Seymour is “poles apart” from Māori on the rights guaranteed to Māori by te Tiriti, he adds. “Our forebears signed a partnership agreement in good faith, that we would live with the colonial government, but at the same time have our rights and interests, our tino rangatiratanga, recognised by the Crown. And that has never changed.”
Piripi says busloads of Māori from the north will drive down to Wellington to join the hīkoi in Wellington. He’s open to reform of the Waitangi Tribunal, but says it should be done with the proper constructive intent.
“Obviously the intent here is really to dismantle and damage its reputation. But the tribunal is actually a commission of inquiry, and sometimes that status is forgotten, and the role it’s played in the unity of our nation. It’s been the thread that’s sewn us together. What Mr Seymour is doing is he’s trying to force us all apart.
“If the Crown is interested in removing the Treaty of Waitangi, then I guess we go back to the pre-Treaty days and have to start again in terms of acquisition of sovereignty … If the Government doesn’t want a Treaty, then why would we want a Treaty partner?”
Seymour says the tribunal’s criticism of a failure to engage with Māori is “blatantly untrue” and that every New Zealander will have a chance to make submissions to the select committee. “There are seven people of Māori descent in the Cabinet, including myself. And if you’re suggesting that I’m somehow not validly Māori, that tells you all you need to know about how toxic this environment has become.
“I think what the opponents of the bill really despise is precisely that fact that we are democratising debate on the Treaty. They don’t see Māori as people. They seem to have some unusual conception of what it means to be Māori.”
He rejects the tribunal’s finding that liberal democracies can recognise a distinct status and rights for indigenous peoples. “It’s absolutely anti-democratic.

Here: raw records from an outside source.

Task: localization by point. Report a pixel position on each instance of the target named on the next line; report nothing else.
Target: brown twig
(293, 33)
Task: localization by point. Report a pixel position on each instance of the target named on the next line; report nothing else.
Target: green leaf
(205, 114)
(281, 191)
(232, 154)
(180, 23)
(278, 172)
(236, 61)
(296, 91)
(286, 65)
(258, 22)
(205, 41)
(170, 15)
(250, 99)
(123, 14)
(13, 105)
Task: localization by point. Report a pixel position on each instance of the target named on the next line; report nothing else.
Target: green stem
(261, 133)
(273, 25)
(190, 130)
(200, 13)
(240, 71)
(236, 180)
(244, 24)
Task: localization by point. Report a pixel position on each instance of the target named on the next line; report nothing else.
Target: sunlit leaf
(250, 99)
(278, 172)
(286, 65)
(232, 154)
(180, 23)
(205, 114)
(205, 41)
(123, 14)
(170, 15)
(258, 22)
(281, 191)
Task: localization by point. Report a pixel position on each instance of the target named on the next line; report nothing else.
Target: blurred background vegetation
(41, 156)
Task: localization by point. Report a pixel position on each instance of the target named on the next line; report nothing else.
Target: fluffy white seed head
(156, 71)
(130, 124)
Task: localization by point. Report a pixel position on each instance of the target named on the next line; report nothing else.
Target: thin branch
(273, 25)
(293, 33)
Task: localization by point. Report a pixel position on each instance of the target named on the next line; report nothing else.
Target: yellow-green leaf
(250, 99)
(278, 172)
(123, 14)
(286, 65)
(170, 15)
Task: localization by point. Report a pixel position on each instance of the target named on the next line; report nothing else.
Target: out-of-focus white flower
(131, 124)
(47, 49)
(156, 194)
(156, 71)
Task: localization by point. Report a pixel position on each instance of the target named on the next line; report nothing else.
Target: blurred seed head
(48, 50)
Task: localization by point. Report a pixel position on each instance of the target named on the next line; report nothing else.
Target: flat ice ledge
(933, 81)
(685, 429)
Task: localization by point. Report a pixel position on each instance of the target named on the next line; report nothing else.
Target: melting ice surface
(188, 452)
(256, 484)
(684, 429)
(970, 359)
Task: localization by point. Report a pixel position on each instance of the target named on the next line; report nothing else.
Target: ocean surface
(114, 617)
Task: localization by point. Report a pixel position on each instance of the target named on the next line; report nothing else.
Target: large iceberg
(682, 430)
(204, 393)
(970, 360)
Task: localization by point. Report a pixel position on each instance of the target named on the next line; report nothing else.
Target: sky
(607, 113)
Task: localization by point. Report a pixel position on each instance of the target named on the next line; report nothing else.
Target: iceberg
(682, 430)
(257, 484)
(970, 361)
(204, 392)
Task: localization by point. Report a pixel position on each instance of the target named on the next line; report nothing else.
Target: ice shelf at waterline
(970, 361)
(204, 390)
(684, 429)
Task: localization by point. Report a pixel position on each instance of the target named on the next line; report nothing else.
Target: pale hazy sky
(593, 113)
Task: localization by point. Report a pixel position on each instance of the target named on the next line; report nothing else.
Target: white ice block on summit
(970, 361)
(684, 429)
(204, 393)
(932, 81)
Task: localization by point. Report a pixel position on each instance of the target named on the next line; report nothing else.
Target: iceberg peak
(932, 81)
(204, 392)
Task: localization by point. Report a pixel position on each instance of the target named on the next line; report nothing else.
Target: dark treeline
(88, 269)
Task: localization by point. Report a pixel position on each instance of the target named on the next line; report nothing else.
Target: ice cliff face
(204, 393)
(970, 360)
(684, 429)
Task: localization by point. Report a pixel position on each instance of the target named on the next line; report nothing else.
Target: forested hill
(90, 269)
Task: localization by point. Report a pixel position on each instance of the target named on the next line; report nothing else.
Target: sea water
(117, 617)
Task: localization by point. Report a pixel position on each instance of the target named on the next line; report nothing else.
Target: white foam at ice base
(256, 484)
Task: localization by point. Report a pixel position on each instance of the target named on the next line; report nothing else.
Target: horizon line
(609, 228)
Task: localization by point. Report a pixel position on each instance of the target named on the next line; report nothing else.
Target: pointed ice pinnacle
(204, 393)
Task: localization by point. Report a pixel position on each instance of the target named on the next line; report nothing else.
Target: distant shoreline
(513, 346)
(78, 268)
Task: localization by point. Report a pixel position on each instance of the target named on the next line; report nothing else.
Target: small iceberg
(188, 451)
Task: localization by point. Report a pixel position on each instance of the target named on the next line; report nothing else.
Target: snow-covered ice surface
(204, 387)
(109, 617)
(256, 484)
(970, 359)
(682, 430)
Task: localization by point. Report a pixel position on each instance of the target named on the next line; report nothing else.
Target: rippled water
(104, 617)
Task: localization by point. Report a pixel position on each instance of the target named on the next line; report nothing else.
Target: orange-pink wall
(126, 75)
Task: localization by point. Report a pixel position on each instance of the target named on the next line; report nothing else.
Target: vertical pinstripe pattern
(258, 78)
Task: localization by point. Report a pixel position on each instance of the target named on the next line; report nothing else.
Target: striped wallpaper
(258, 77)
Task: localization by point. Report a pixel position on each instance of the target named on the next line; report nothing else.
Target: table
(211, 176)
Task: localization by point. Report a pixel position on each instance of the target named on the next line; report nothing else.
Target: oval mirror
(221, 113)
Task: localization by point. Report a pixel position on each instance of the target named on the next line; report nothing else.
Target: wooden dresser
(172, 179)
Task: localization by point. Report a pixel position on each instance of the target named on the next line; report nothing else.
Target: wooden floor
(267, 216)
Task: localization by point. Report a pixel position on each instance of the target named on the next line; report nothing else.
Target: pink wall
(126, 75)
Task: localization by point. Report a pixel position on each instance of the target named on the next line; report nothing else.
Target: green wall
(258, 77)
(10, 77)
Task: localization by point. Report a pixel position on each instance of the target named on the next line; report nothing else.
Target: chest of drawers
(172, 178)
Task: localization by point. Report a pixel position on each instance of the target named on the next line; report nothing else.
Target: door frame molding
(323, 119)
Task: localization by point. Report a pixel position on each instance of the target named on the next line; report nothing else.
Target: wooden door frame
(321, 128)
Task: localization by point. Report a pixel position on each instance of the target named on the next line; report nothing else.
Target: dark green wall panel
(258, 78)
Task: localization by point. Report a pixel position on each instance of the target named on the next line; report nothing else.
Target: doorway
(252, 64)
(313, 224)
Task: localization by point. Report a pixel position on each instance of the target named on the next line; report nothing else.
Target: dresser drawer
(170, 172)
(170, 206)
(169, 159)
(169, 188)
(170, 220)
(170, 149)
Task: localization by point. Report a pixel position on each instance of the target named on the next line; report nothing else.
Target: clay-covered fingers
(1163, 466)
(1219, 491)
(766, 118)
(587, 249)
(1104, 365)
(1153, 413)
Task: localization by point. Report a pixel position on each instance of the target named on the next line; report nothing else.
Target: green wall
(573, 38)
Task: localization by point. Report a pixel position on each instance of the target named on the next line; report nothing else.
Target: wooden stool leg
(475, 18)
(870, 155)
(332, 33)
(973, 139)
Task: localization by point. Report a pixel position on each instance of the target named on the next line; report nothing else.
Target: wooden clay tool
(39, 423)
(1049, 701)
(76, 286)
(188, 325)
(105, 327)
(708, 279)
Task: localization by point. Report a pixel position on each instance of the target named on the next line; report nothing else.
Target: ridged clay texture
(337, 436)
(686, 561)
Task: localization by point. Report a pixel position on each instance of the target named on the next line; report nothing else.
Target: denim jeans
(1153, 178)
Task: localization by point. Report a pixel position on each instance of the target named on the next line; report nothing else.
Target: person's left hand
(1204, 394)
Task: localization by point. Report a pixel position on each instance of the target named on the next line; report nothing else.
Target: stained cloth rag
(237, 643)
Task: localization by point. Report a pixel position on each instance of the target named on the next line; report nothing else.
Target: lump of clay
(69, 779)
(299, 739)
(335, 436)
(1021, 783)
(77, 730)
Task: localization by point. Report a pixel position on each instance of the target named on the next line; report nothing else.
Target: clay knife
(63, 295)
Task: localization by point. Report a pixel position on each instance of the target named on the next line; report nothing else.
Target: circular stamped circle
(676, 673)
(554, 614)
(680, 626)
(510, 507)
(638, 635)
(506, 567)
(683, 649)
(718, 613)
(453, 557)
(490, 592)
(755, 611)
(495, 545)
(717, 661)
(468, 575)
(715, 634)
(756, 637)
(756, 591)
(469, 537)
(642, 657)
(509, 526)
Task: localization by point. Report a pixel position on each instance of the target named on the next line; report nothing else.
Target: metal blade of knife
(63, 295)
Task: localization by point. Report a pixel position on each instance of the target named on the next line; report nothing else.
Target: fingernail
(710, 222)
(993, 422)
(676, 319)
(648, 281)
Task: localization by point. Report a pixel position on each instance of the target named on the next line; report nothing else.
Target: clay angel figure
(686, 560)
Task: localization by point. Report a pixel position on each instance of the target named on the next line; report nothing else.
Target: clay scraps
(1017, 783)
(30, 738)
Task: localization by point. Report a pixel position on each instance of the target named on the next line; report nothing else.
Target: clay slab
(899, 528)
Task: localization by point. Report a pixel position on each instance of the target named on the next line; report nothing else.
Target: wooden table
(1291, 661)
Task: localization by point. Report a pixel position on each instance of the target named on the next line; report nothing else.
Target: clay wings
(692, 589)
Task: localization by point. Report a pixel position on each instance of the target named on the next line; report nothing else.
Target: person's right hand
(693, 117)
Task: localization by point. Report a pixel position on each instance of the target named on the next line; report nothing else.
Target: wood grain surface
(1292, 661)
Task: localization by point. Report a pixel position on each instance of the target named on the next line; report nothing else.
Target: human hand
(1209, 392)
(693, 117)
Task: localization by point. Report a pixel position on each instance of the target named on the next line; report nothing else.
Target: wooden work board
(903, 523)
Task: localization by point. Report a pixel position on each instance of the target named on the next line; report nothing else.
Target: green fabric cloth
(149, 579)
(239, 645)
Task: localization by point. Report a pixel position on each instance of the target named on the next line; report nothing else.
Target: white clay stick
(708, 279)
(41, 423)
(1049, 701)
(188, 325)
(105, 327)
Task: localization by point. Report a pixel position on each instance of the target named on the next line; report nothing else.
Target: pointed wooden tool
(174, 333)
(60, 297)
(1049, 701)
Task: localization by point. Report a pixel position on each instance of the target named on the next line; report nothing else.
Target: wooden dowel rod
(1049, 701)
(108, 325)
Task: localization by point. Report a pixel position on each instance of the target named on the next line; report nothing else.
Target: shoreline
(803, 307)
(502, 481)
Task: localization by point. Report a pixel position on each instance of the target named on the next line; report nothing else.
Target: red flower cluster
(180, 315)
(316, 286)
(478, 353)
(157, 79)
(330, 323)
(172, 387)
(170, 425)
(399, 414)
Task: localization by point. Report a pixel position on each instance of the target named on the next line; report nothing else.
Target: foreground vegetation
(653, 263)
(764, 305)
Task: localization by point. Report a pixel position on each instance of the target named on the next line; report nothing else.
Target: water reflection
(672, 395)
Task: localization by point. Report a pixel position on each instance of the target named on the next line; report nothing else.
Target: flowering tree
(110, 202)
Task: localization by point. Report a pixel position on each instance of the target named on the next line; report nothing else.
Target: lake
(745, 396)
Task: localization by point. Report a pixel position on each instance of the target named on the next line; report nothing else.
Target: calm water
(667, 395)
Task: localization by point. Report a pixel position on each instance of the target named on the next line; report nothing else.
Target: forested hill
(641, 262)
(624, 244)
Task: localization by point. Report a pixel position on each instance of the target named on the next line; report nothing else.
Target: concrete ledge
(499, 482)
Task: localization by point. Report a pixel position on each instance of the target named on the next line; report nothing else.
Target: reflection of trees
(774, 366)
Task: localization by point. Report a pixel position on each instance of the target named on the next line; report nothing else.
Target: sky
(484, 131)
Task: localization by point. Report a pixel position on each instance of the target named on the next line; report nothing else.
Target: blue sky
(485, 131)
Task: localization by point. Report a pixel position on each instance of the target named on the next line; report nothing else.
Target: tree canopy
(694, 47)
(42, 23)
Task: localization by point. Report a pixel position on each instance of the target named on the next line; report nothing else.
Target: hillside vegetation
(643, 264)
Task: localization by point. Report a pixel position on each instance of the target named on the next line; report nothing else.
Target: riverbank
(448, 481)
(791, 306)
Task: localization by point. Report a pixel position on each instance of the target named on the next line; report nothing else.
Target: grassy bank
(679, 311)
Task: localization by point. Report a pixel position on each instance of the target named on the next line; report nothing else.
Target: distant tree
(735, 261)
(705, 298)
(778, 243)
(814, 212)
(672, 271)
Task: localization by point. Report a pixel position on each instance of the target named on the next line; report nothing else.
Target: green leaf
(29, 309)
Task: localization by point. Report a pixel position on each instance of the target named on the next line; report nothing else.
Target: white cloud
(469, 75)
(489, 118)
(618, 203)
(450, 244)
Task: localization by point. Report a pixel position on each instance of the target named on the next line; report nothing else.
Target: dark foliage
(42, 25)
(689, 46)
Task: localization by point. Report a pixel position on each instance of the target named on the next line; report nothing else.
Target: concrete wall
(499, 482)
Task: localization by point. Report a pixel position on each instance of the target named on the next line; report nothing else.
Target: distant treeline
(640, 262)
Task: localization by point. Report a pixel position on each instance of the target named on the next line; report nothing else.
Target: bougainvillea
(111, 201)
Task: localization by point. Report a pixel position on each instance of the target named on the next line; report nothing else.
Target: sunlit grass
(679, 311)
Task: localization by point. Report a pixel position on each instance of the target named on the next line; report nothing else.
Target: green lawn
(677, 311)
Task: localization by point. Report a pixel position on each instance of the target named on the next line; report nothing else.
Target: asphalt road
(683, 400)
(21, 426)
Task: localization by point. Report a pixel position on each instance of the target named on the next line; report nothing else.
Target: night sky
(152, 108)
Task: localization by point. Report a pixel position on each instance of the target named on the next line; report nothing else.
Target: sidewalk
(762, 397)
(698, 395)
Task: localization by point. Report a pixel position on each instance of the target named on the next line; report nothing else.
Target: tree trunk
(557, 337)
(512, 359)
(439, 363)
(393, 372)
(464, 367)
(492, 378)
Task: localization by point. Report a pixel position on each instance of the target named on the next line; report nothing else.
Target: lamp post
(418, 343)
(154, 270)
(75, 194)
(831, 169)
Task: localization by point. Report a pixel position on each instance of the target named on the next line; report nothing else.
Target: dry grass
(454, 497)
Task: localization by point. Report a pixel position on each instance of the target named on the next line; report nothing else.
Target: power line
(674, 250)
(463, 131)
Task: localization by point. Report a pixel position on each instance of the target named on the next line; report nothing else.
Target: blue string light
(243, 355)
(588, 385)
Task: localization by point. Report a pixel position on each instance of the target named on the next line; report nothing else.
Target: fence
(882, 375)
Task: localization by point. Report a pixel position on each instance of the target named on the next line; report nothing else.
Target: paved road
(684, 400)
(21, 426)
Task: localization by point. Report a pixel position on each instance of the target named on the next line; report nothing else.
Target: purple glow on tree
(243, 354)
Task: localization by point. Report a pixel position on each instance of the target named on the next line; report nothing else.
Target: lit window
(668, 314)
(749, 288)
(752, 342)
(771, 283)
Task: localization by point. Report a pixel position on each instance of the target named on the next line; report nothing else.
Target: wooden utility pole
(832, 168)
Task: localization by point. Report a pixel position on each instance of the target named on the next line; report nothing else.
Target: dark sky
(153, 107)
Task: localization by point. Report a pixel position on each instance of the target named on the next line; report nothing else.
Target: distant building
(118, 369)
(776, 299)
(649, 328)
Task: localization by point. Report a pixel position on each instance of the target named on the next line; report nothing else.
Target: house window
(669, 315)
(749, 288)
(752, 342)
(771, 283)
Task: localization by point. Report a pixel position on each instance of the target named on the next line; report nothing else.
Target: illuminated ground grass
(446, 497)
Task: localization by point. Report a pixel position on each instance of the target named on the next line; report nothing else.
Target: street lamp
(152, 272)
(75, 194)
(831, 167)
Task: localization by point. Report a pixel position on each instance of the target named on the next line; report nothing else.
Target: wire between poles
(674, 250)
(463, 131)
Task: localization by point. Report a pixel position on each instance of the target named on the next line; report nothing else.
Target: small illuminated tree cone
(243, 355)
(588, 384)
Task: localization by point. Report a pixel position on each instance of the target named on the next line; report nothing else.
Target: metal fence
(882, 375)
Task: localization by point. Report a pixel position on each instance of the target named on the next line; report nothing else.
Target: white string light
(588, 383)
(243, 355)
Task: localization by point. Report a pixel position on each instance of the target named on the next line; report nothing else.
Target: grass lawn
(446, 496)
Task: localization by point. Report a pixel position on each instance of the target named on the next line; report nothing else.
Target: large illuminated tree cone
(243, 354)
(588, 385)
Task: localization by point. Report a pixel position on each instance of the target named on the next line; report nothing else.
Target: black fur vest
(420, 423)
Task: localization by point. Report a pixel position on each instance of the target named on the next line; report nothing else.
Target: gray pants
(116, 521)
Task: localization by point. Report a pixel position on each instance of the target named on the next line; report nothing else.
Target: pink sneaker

Having one person, one vote and equal rights is the whole point of liberal democracy.
“I think people struggle sometimes to switch between people having different specific property or challenges or situations, that’s certainly true. But they have that within a framework of equal rights.
“The difference between me and Graeme Hart, the richest guy in New Zealand, is he has about $10 billion more than me in assets. Lots of things are different between us, but we have exactly the same rights in New Zealand.”
Asked whether the Government should have a responsibility to assist Māori, where there is evidence that previous Crown actions contributed to their poor education, housing, health, and imprisonment rates, he says no.
“Is that going to apply to Cambodian refugees? Is it going to apply to people who came here fleeing Irish famines or Scottish clearances? Is it going to apply to people who survived the Holocaust? Because the truth is that there are people who have been terribly disadvantaged over generations. There are people who have had wonderful luck. The real question is, why you insist on using race as the way to distinguish which ones you help and which ones you don’t.”
National and New Zealand First have said they will not support the bill beyond its first reading. But Haami Piripi says he doesn’t believe them – and regardless, the tribunal says the harm will already be done, just by introducing the Treaty Principles Bill.